AvantGen receives NIH contract to expedite commercialization of COVID-19 SelfCheck OTC lateral flow rapid antigen test; the test detects Omicron variants in higher cycle threshold values compared to other tests and is entering clinical trials

Sample article from our Health Care Sector

SAN DIEGO, California , March 18, 2022 (press release) –

AvantGen, a San Diego-based biotechnology company with a superior yeast display technology for facile antibody discovery and optimization, has entered the National Institutes of Health (NIH) Rapid Acceleration of Diagnostics (RADx®) Tech program to expedite the commercialization of its sensitive AccuRate COVID-19 SelfCheck Over-the-Counter (OTC) test.

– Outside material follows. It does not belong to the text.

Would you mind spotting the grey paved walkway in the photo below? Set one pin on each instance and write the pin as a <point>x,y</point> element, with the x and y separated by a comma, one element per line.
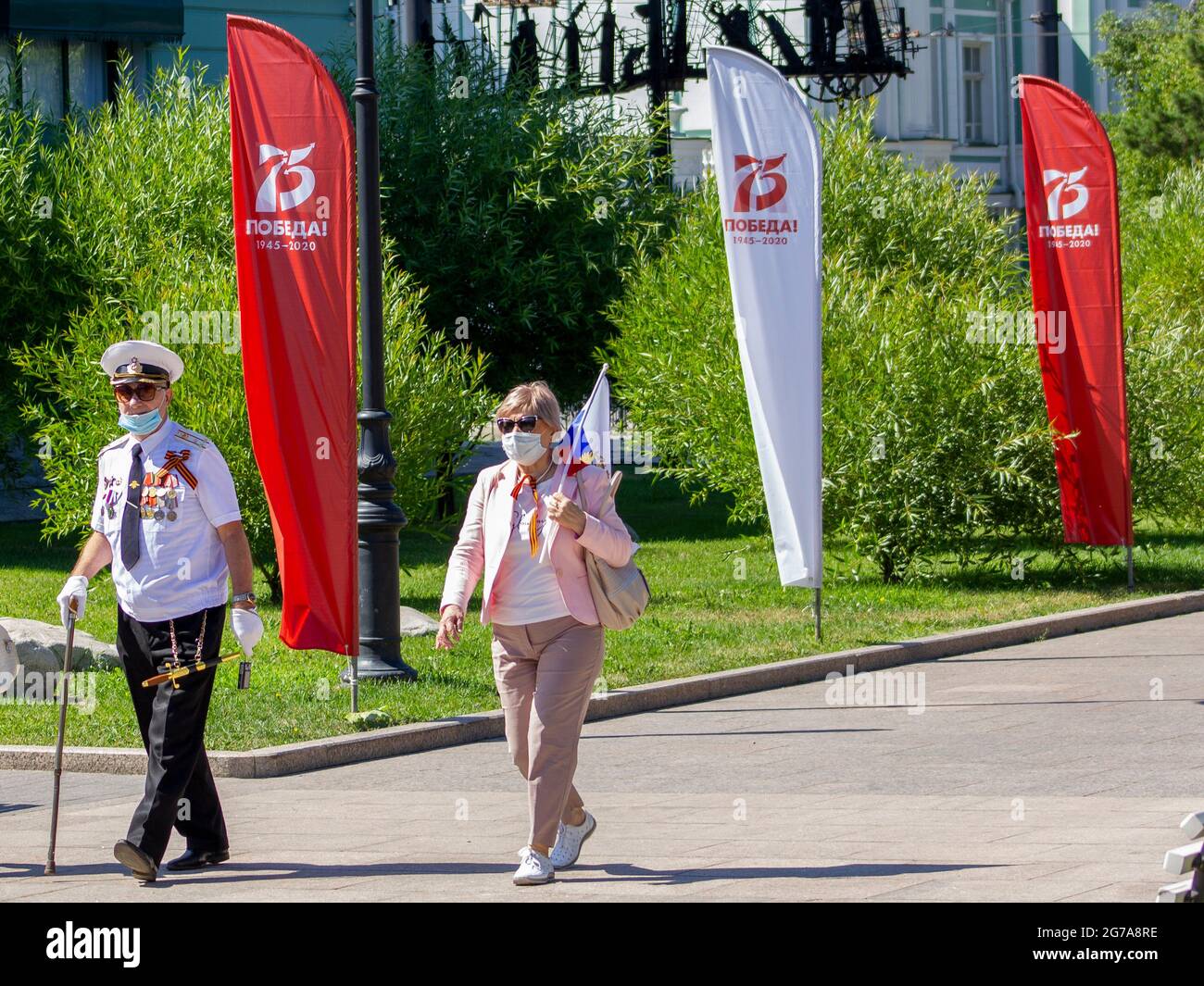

Applying their robust antibody discovery platform, AvantGen identified a panel of ultra-performing high affinity and specificity monoclonal antibodies against the nucleocapsid protein (N protein) of SARS-CoV-2. They developed a lateral flow rapid antigen test using these antibodies. The prototype was shown to exhibit ultra-high sensitivity and specificity in analytical studies.

In studies supported by RADx, the Limit of Detection (LoD), a key factor for test sensitivity, was determined to be 70 TCID50/mL. The TCID50/mL is the median (50%) Tissue Culture Infectious Dose (TCID50) per microliter (mL), often used to quantify virus titers in order to determine how many virus particles per volume are inside a sample. This LoD of the AvantGen AccuRate test outperforms many emergency use authorization (EUA) OTC tests currently being sold in the U.S. The test is now entering a clinical trial to evaluate other clinical performance parameters.

As part of a RADx validation study performed in February, the analytical sensitivity of the AvantGen AccuRate test revealed that it was able to detect the Omicron variant. “Compared to the polymerase chain reaction (PCR) tests, rapid antigen tests are simple and convenient to use, however they can lack the necessary sensitivity, which translates to concerning false negative results, limiting the effectiveness of early screening and prevention of viral spread,” said Dr. Xiaomin Fan, President & CEO of AvantGen. “In addition to the high sensitivity, the data also showed that our test is able to detect Omicron variants in clinical samples in higher cycle threshold values compared to other rapid antigen tests. We look forward to assessing the field performance from the clinical testing in the coming weeks.”

About AvantGen
AvantGen is a biotechnology company with Therapeutic and Diagnostics divisions. The therapeutic division is dedicated to novel human antibody discovery, antibody humanization, antibody affinity maturation and optimization for therapeutic development. The company has a proprietary and robust Yeast Display System, large natural human antibody database, fully human antibody (Germliner™) libraries and rapid screening technologies. Additionally, it has developed a novel platform to generate rabbit monoclonal antibodies and VHH nanobodies with remarkably high affinity and specificity by combining the Yeast Display System and the robust immune responses generated in rabbits and alpaca. The company has received more than 20 NIH SBIR grants and contract awards to develop novel antibodies against multiple targets for therapeutic, diagnostic, and research reagents. To date, AvantGen has successfully fulfilled hundreds of projects, including some for NIH, universities, pharmaceutical and biotechnology companies, facilitating and accelerating their antibody-based therapeutic development through services, partnership collaborations, and technology licensing.

AccuRate is a trademark registered by AvantGen Diagnostics.

For more information, please contact Robin Dong at rdong@avantgen.com.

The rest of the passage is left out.